Downscaling - like Upscaling is best chosen indivdually on the footage and the desired output. There is no “best” scaler. So VEAI either includes a very big set of different input/output scalers - or goes for the best compsomise (or a smaller set of options)…
Related to this topic is an issue mentioned a lot of times elsewhere:
The order of which prescaling/processing - inference (AI treatmend) - output scaling … is done…
There are many cases where the combination of the above matters and influences the outcome a lot. And at the end, its all a matter of personal taste.
Example: Having a very blurry footage from a TV_Sat recording that was originally recorded on a CCTV Camera at a TV-station, than upscaled by whatever the person at the TV-station had at hand, then squeezed to a 2:1 ratio for SAT-Deployment… (VERY common case for “older TV Shows” still boradcasted today over “non 1080p SAT”.
In this case, the Original resolution is far lower than what is broadcasted, the “optical resolution” is lower than the amount of pixels present. To cope with that, the image often is sharpened to counter-effect the blurrieness before encoding prior to broadcasting.
Here, a process qeue like this one is often best:
- scale the image back down to the original optical resolution
- try to get rid of the oversharpening
- the run it through VEAI
- then correct for the 2:1 PAR
At the moment, Step 1 is not possible in VEAI and step 4 is internaly set before step 3. Getting rid of over sharpening can be adressed via the de-halo artemis models in some cases, in others external filtering is needed.
lets leave out the sharpening issue and not even get started on de-interlacing., This still leaves the lack of indivudally scale/resize pre- and post inside VEAI. So the result will be a picture with heavily stretched pixels horizontally and a FAR less optimal result compared to having access to the order of processing…

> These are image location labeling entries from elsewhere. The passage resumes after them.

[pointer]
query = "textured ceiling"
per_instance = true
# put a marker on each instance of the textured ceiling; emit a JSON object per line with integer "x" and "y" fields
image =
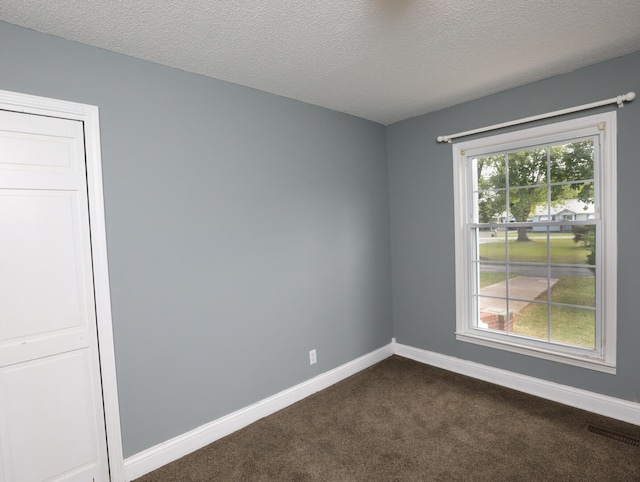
{"x": 384, "y": 60}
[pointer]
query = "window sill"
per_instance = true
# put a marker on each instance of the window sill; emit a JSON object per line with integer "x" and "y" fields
{"x": 514, "y": 347}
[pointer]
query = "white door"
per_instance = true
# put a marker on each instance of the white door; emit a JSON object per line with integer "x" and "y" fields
{"x": 51, "y": 410}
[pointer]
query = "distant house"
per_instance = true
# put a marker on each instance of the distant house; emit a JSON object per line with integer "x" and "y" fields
{"x": 567, "y": 211}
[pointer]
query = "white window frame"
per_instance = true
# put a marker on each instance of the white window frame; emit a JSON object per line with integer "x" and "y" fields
{"x": 603, "y": 357}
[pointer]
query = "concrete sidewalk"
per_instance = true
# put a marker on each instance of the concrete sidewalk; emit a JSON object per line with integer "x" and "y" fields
{"x": 521, "y": 287}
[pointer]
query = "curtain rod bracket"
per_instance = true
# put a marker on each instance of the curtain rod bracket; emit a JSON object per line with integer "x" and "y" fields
{"x": 620, "y": 100}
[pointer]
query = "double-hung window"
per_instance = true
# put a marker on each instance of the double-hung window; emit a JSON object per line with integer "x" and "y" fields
{"x": 535, "y": 220}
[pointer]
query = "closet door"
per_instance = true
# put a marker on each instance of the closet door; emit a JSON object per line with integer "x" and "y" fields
{"x": 51, "y": 410}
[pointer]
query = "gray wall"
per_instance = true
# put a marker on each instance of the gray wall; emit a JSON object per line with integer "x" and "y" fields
{"x": 421, "y": 200}
{"x": 243, "y": 230}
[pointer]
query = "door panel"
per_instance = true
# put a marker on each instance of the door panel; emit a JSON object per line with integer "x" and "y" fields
{"x": 51, "y": 411}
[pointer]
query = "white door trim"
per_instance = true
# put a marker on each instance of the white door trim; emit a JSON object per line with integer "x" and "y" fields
{"x": 89, "y": 115}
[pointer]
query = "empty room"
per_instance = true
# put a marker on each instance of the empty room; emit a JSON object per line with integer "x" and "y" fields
{"x": 373, "y": 240}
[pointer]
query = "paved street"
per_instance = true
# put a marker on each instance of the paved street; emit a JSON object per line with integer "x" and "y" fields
{"x": 522, "y": 287}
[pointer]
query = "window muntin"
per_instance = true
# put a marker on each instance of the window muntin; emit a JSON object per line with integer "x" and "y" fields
{"x": 530, "y": 239}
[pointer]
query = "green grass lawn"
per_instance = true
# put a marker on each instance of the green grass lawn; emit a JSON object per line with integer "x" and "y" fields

Lomg story short - this is only one example - but we could take a look at hundreds more… The more complex the possibilities to tamper with the footage get - the less “beginner friendly” the software will get. It always will come down to some conpromise.

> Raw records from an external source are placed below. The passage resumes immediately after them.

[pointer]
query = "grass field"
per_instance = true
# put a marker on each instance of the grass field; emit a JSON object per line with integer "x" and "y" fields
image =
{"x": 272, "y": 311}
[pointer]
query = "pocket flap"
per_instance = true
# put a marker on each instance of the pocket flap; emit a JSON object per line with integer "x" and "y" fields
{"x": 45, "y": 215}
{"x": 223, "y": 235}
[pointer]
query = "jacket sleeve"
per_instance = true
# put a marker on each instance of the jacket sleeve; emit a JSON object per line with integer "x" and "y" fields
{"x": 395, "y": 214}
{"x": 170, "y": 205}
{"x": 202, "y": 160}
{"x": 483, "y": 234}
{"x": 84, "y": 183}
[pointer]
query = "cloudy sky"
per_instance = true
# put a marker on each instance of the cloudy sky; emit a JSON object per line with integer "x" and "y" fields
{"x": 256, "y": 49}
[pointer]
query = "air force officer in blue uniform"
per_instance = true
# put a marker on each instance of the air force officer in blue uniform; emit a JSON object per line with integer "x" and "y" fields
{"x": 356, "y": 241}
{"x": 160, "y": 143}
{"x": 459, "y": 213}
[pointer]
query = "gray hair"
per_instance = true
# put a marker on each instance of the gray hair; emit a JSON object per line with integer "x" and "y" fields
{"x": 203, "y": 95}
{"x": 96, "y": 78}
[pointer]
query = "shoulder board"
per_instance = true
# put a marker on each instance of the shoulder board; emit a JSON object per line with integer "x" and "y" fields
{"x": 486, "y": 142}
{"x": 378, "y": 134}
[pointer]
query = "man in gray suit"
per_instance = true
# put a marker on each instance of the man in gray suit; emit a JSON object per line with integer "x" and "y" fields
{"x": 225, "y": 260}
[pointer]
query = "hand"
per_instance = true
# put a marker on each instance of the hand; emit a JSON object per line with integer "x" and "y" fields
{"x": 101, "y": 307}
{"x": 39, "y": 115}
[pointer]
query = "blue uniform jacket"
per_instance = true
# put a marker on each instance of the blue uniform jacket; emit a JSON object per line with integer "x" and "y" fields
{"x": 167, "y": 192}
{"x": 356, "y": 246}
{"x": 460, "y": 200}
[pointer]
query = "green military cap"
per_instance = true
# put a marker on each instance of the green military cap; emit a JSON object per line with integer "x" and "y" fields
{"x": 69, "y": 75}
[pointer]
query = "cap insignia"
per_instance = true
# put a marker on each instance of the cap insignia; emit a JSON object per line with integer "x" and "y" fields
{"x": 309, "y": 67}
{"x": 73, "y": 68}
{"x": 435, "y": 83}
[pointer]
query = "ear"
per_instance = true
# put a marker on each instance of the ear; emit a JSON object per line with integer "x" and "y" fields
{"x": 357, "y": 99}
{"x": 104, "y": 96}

I´d personaly take another route n development: Make a sketch of what the software is going to be capable of, which user group will be adressed and which “type of user experience” the software is aiming for - THEN implement these features as planed on some road map.
At the moment, the development of VEAI takes another approach: Build whats possible - aks the community about wishes and then go from there, depending on what can be done in a meaningfull time, producing a short release time to “keep it interesting”…
IMHO, a good compromise would be to have two sections inside VEAI:
prefilter
and postfiltering
and throw a handfull of options in each of them to deal with resizing, cropping, sime basic colour/hue/brightness filters and maybe a denoise/etc… option…
This should keep it simple enough and offer a lot more individual processing, while still being “easy” to develop and implement…
The above mentioned downscaler “perceptual based downscaling” could be one of the downscale options.